Additive manufacturing (AM) is now widely used for research and industrial production. The benchmark data for mechanical properties of additively manufactured specimens is very useful for many communities. This data article presents a tensile testing dataset of ASTM D638 size specimens without and with embedded internal geometrical features printed using polylactic acid (PLA) in a Fused Filament Fabrication (FFF) additive manufacturing process. The added features can mimic defects of various shapes and sizes. This work is a supplement to the published research article Assisted defect detection by in-process monitoring of additive manufacturing using optical imaging and infrared thermography (Additive Manufacturing, 2023, 103483). The printed specimens were tensile tested. Stress-strain graphs were developed and used to calculate the mechanical properties such as ultimate tensile strength (UTS) and strain at UTS. The mechanical properties, the correlations between mechanical properties and size, shape and location of geometrical features (defects), and the trends in mechanical properties can be useful in benchmarking the results of other researchers.

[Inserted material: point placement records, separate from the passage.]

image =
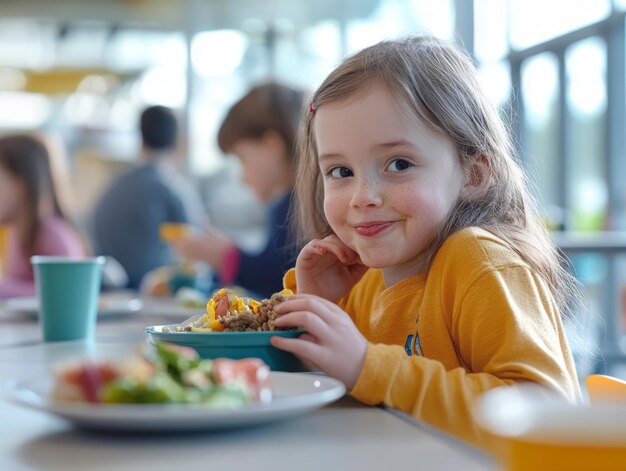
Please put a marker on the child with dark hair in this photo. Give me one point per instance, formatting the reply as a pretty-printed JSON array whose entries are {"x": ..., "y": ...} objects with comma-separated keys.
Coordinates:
[
  {"x": 260, "y": 130},
  {"x": 127, "y": 218},
  {"x": 30, "y": 209}
]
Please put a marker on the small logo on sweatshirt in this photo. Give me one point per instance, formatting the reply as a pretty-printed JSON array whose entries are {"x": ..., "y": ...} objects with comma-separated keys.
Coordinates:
[{"x": 413, "y": 346}]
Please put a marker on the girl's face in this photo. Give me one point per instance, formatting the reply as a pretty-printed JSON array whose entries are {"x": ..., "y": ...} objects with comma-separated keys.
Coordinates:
[
  {"x": 266, "y": 167},
  {"x": 389, "y": 180},
  {"x": 12, "y": 196}
]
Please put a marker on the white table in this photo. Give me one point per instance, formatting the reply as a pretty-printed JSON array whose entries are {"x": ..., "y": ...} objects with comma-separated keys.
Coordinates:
[{"x": 343, "y": 436}]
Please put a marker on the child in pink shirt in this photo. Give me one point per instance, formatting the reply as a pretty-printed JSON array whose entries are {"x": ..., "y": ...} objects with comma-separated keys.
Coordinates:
[{"x": 30, "y": 209}]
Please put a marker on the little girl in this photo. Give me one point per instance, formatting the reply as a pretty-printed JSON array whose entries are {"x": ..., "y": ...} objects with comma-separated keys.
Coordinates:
[
  {"x": 30, "y": 209},
  {"x": 428, "y": 278}
]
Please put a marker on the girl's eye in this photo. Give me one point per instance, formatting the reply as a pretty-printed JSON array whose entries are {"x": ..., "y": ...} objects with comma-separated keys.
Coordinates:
[
  {"x": 340, "y": 172},
  {"x": 398, "y": 165}
]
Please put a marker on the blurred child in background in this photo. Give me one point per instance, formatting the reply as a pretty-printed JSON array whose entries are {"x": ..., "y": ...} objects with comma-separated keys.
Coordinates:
[
  {"x": 260, "y": 130},
  {"x": 127, "y": 219},
  {"x": 29, "y": 208}
]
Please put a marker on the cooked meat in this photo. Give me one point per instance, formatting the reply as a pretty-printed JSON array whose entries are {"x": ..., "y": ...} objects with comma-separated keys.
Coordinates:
[{"x": 245, "y": 321}]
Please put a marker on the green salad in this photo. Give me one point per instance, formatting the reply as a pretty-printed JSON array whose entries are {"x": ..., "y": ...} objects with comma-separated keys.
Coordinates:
[{"x": 165, "y": 374}]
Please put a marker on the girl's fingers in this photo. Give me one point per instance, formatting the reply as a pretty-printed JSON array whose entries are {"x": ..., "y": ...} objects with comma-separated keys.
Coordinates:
[
  {"x": 320, "y": 307},
  {"x": 306, "y": 320},
  {"x": 307, "y": 351}
]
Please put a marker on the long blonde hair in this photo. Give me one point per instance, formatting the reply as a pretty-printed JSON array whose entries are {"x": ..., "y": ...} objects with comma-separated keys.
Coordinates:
[{"x": 440, "y": 84}]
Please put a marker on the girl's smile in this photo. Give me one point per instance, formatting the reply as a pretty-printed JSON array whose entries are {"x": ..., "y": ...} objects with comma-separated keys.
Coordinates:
[
  {"x": 372, "y": 229},
  {"x": 390, "y": 180}
]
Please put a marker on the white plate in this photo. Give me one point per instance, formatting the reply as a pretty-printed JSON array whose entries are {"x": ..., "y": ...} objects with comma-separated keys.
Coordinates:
[
  {"x": 294, "y": 394},
  {"x": 109, "y": 304}
]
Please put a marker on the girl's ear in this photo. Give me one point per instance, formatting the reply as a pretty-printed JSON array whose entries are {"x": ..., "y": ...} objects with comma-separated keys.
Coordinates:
[{"x": 478, "y": 176}]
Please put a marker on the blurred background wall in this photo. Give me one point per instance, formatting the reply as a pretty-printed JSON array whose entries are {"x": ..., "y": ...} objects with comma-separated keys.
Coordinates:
[{"x": 81, "y": 71}]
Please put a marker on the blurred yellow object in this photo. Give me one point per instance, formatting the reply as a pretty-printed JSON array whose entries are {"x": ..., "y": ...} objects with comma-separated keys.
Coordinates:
[
  {"x": 4, "y": 238},
  {"x": 170, "y": 231},
  {"x": 602, "y": 388},
  {"x": 532, "y": 429}
]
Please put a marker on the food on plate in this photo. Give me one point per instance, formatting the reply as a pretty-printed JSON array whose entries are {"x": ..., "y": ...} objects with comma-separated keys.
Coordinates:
[
  {"x": 170, "y": 231},
  {"x": 228, "y": 312},
  {"x": 167, "y": 374}
]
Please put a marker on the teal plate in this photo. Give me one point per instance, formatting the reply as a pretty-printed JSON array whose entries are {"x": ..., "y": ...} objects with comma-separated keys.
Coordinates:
[{"x": 235, "y": 345}]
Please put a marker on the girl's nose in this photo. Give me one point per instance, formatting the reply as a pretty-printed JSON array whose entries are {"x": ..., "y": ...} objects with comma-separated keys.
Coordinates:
[{"x": 367, "y": 193}]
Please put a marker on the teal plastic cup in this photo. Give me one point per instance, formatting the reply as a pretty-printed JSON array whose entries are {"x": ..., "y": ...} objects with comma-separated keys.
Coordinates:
[{"x": 68, "y": 290}]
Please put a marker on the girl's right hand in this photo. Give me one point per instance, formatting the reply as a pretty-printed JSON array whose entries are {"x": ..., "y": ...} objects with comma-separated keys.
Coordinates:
[{"x": 328, "y": 268}]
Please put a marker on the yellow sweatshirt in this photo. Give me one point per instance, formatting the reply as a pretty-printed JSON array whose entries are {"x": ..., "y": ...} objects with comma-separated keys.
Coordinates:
[{"x": 480, "y": 318}]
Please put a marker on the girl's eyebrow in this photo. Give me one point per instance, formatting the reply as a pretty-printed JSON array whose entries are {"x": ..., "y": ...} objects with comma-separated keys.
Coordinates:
[
  {"x": 392, "y": 144},
  {"x": 378, "y": 147},
  {"x": 328, "y": 157}
]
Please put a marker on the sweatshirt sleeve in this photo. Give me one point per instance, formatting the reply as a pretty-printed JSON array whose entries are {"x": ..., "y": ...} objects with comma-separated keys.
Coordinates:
[{"x": 504, "y": 332}]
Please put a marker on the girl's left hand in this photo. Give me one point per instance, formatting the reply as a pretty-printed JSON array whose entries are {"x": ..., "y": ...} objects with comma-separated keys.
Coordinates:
[{"x": 332, "y": 343}]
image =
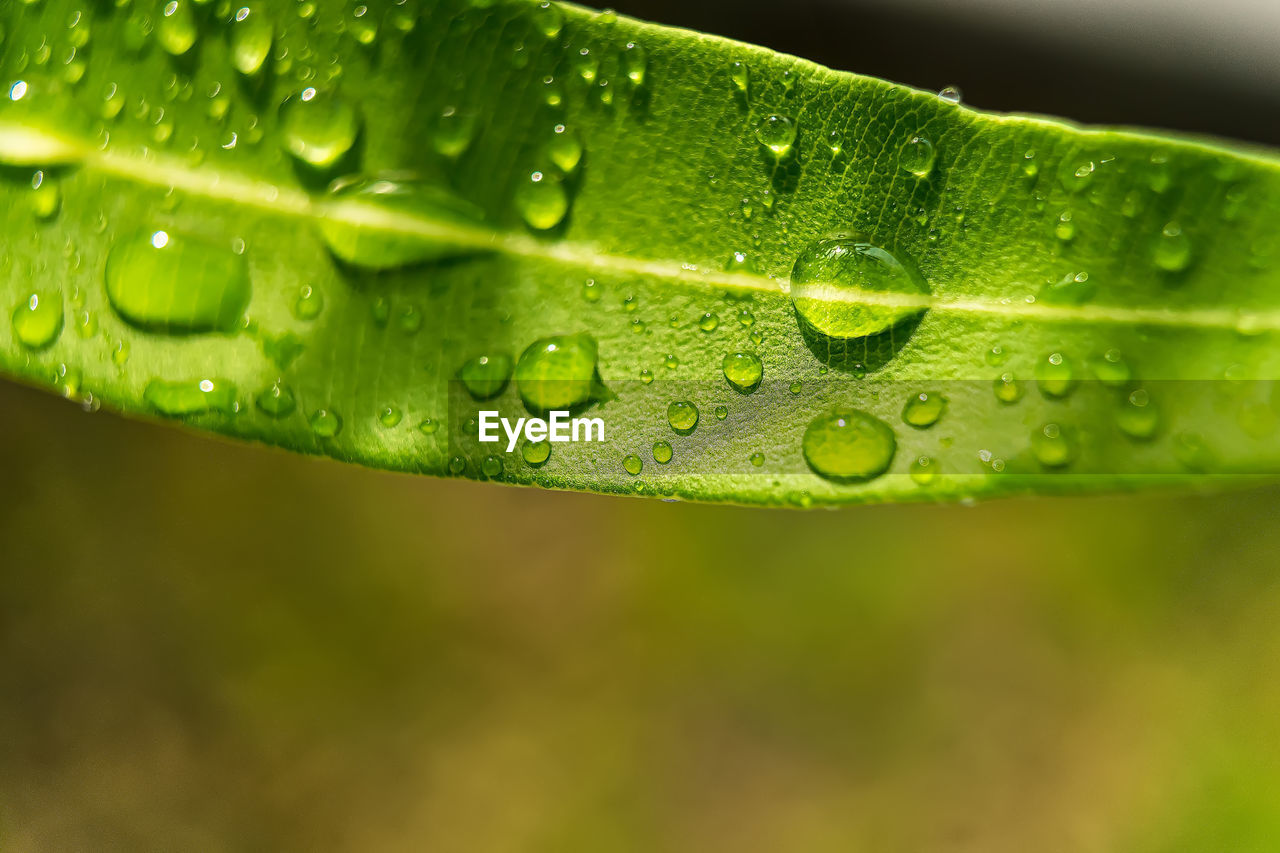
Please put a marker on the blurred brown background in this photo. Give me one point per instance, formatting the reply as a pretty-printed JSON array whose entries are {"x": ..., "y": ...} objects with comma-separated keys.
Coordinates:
[{"x": 219, "y": 647}]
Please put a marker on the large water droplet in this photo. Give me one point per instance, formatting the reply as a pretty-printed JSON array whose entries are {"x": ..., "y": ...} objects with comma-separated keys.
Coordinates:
[
  {"x": 487, "y": 375},
  {"x": 379, "y": 222},
  {"x": 176, "y": 30},
  {"x": 251, "y": 35},
  {"x": 191, "y": 397},
  {"x": 777, "y": 133},
  {"x": 743, "y": 370},
  {"x": 319, "y": 127},
  {"x": 165, "y": 282},
  {"x": 1173, "y": 251},
  {"x": 37, "y": 320},
  {"x": 557, "y": 373},
  {"x": 542, "y": 200},
  {"x": 682, "y": 416},
  {"x": 831, "y": 277},
  {"x": 849, "y": 446}
]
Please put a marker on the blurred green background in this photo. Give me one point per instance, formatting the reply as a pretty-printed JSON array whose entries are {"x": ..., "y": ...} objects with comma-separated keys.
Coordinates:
[{"x": 219, "y": 647}]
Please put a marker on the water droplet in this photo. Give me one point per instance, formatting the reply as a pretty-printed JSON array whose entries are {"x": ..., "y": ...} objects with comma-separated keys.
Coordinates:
[
  {"x": 1112, "y": 370},
  {"x": 743, "y": 370},
  {"x": 277, "y": 401},
  {"x": 917, "y": 156},
  {"x": 251, "y": 35},
  {"x": 542, "y": 200},
  {"x": 849, "y": 446},
  {"x": 453, "y": 132},
  {"x": 46, "y": 199},
  {"x": 828, "y": 279},
  {"x": 565, "y": 149},
  {"x": 1138, "y": 416},
  {"x": 1008, "y": 388},
  {"x": 325, "y": 423},
  {"x": 309, "y": 304},
  {"x": 37, "y": 320},
  {"x": 558, "y": 373},
  {"x": 487, "y": 375},
  {"x": 682, "y": 416},
  {"x": 923, "y": 470},
  {"x": 549, "y": 19},
  {"x": 924, "y": 409},
  {"x": 1173, "y": 251},
  {"x": 319, "y": 127},
  {"x": 361, "y": 215},
  {"x": 165, "y": 282},
  {"x": 192, "y": 397},
  {"x": 1054, "y": 375},
  {"x": 490, "y": 466},
  {"x": 1051, "y": 446},
  {"x": 777, "y": 133},
  {"x": 635, "y": 60},
  {"x": 176, "y": 30},
  {"x": 951, "y": 95}
]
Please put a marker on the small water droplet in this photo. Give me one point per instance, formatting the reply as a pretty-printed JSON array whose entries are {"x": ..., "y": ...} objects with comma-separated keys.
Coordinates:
[
  {"x": 170, "y": 283},
  {"x": 917, "y": 156},
  {"x": 777, "y": 133},
  {"x": 558, "y": 373},
  {"x": 37, "y": 320},
  {"x": 325, "y": 423},
  {"x": 485, "y": 377},
  {"x": 1054, "y": 375},
  {"x": 542, "y": 200},
  {"x": 682, "y": 416},
  {"x": 277, "y": 401},
  {"x": 849, "y": 446},
  {"x": 1173, "y": 251},
  {"x": 1051, "y": 446},
  {"x": 319, "y": 127},
  {"x": 743, "y": 370},
  {"x": 924, "y": 409},
  {"x": 830, "y": 277}
]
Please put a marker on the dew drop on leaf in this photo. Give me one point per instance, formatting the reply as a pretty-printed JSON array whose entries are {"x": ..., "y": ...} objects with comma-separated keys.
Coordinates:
[
  {"x": 557, "y": 373},
  {"x": 250, "y": 36},
  {"x": 831, "y": 277},
  {"x": 325, "y": 423},
  {"x": 542, "y": 200},
  {"x": 849, "y": 446},
  {"x": 191, "y": 397},
  {"x": 485, "y": 377},
  {"x": 917, "y": 156},
  {"x": 777, "y": 133},
  {"x": 924, "y": 409},
  {"x": 743, "y": 370},
  {"x": 165, "y": 282},
  {"x": 682, "y": 416},
  {"x": 319, "y": 127},
  {"x": 37, "y": 320},
  {"x": 368, "y": 220}
]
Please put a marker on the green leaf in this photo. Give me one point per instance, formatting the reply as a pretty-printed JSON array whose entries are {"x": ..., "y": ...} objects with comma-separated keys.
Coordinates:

Subject terms: Mechanical engineering, Mechanical properties, Composites

Background & Summary

This data article is a supplement of a published research article1. Additive manufactured ASTM D638 standard specimens with embedded internal geometrical features were designed, printed using polylactic acid (PLA), and monitored by cameras in real-time for the purpose of non-destructive testing. The specimens were then tensile tested as a means of destructive testing. The data presented in the article provide mechanical properties of the specimens that were obtained via tensile testing, such as ultimate tensile strength (UTS) and strain at UTS. The objective of this data article is to offer researchers, along with the published research article, a comprehensive overview of the mechanical characteristics of specimens printed with and without embedded internal features. Some of these features may represent defect of different types and sizes, providing a benchmark for researchers observing naturally occurring defects in their printed parts to estimate the trends in the mechanical properties of the parts having lower or higher number of defects and of different sizes.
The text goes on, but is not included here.